Una mirada hacia la estrategia estadounidense para África —control de minerales críticos, presión militar indirecta y diplomacia mínima— lanza ya un ensayo general del proyecto hemisférico. Washington busca evitar que China consolide redes de infraestructura y financiamiento. Y aunque América Latina no es África, comparte con ella un rasgo geopolítico decisivo: es rica en aquello que el siglo XXI necesita para sostener la transición energética.
Litio, tierras raras, biodiversidad, corredores logísticos. Una disputa no sólo lógica sino también material.
México aparece poco en el discurso estadounidense, pero ocupa un lugar central en su estrategia real.

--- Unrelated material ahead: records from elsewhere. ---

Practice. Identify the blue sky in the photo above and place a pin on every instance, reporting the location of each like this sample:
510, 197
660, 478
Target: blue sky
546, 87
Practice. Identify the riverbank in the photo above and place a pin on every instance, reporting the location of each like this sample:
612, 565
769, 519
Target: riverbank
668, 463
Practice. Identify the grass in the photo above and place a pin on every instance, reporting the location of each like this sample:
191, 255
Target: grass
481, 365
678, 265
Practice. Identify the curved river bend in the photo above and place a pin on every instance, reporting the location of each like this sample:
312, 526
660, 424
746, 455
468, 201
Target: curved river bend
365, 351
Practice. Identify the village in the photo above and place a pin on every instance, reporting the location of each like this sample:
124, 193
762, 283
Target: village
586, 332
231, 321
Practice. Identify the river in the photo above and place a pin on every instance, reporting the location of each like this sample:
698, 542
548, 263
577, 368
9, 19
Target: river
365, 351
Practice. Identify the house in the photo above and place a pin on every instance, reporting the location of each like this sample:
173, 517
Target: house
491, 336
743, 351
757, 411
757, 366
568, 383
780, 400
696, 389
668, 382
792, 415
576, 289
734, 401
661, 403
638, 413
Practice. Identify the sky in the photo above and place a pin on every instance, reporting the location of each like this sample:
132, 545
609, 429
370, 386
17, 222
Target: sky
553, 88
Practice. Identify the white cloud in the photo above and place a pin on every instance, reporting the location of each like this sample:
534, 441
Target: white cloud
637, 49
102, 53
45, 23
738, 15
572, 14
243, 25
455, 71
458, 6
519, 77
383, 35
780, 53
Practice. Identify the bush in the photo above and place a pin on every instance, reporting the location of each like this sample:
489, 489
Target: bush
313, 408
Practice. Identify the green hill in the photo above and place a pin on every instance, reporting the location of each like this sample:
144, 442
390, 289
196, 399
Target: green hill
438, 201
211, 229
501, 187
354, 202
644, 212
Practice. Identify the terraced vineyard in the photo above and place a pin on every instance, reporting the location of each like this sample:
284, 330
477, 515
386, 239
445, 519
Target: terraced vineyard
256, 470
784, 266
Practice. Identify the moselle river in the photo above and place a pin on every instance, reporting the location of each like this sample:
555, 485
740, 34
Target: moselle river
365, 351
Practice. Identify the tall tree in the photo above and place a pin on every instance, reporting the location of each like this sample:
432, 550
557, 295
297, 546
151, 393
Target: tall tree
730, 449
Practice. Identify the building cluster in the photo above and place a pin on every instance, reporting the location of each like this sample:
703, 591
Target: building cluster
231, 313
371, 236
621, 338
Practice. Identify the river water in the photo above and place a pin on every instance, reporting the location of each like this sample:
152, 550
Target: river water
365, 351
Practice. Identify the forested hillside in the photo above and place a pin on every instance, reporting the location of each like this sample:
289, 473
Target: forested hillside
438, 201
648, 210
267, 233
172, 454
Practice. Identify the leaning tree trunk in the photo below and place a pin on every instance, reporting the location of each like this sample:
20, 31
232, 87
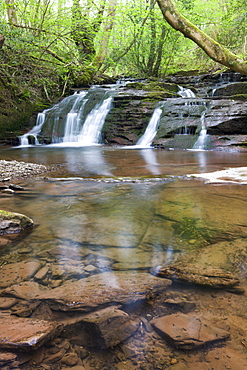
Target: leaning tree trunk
213, 49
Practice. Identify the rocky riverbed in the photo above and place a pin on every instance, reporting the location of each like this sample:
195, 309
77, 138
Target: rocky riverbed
87, 312
10, 170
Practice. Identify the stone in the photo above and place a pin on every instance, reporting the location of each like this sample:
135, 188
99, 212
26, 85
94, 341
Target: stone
90, 268
188, 274
7, 357
88, 293
26, 334
77, 367
70, 359
178, 366
189, 331
182, 304
41, 274
6, 303
12, 223
103, 328
14, 273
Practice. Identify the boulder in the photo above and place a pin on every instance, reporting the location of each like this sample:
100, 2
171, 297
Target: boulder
102, 328
226, 117
231, 89
26, 334
96, 290
13, 223
188, 274
189, 331
14, 273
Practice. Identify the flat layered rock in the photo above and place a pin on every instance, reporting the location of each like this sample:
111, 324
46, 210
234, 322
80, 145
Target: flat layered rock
14, 273
13, 223
103, 328
26, 334
122, 287
210, 277
188, 331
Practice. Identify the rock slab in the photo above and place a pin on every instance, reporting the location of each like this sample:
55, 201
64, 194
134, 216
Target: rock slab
188, 332
26, 334
91, 292
13, 223
103, 328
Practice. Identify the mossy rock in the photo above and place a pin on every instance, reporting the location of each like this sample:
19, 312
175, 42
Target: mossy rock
242, 97
159, 95
232, 89
14, 223
154, 86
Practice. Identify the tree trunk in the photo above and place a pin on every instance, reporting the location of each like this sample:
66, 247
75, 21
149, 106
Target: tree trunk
12, 17
213, 49
1, 41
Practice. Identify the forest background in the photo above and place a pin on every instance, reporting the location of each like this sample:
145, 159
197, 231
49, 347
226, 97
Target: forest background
49, 46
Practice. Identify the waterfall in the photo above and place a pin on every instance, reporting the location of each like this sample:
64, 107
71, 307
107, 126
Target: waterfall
72, 124
185, 93
24, 139
76, 120
91, 130
201, 142
146, 140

Por ejemplo, el Corredor Interoceánico del Istmo de Tehuantepec es una bisagra entre dos océanos, un nodo de competencia entre China y Estados Unidos y un espacio donde se decidirá buena parte de la autonomía logística de la región.
Para Washington, el Istmo es contención.
Para Beijing, es diversificación estratégica.
Para México, debería ser soberanía ampliada, no simple proyecto de infraestructura.
Si América Latina quiere un margen de maniobra propio, el Istmo no puede reducirse a plataforma industrial: debe ser parte del diseño de una independencia estratégica ampliada. Una categoría que implica no ruptura con Estados Unidos, sino la capacidad de negociar desde posiciones de fuerza, diversificación y confianza en las capacidades regionales.
Desde la crisis financiera de 2008, pasando por los costos de la Guerra contra el Terrorismo, hasta la incapacidad de articular un proyecto hemisférico coherente, Estados Unidos ha perdido la autoridad que alguna vez poseyó.
Cuando un imperio sigue actuando como tal pero ya no puede disciplinar con eficacia, lo que queda es la inercia.Y la inercia, cuando se enfrenta a proyectos alternativos, termina convirtiéndose en polvo.
Hay algo claro y natural, Estados Unidos nunca renunciará a su dominio.
La pregunta es si América Latina será capaz de elaborar su propio marco conceptual, su propio proyecto de autonomía y su propia lectura del siglo XXI.
Y ahí está el punto decisivo:necesitamos fortalecer el pensamiento intelectual desde el Sur, capaz de interpretar el mundo sin filtros imperiales, de articular políticas exteriores soberanas y de comprender que la independencia ya no es ruptura, sino capacidad de decidir desde varios centros, no desde uno solo.
La Doctrina Monroe cumplió doscientos años.
El “Corolario Trump” confirma que su espíritu persiste.
Pero esta vez, por primera vez en dos siglos, América Latina tiene algo que nunca tuvo:
aliados alternativos, poder económico creciente, opinión pública diversa y la posibilidad real de construir independencia estratégica ampliada.
Si no lo hacemos ahora, no será por falta de oportunidades. Será por falta de imaginación.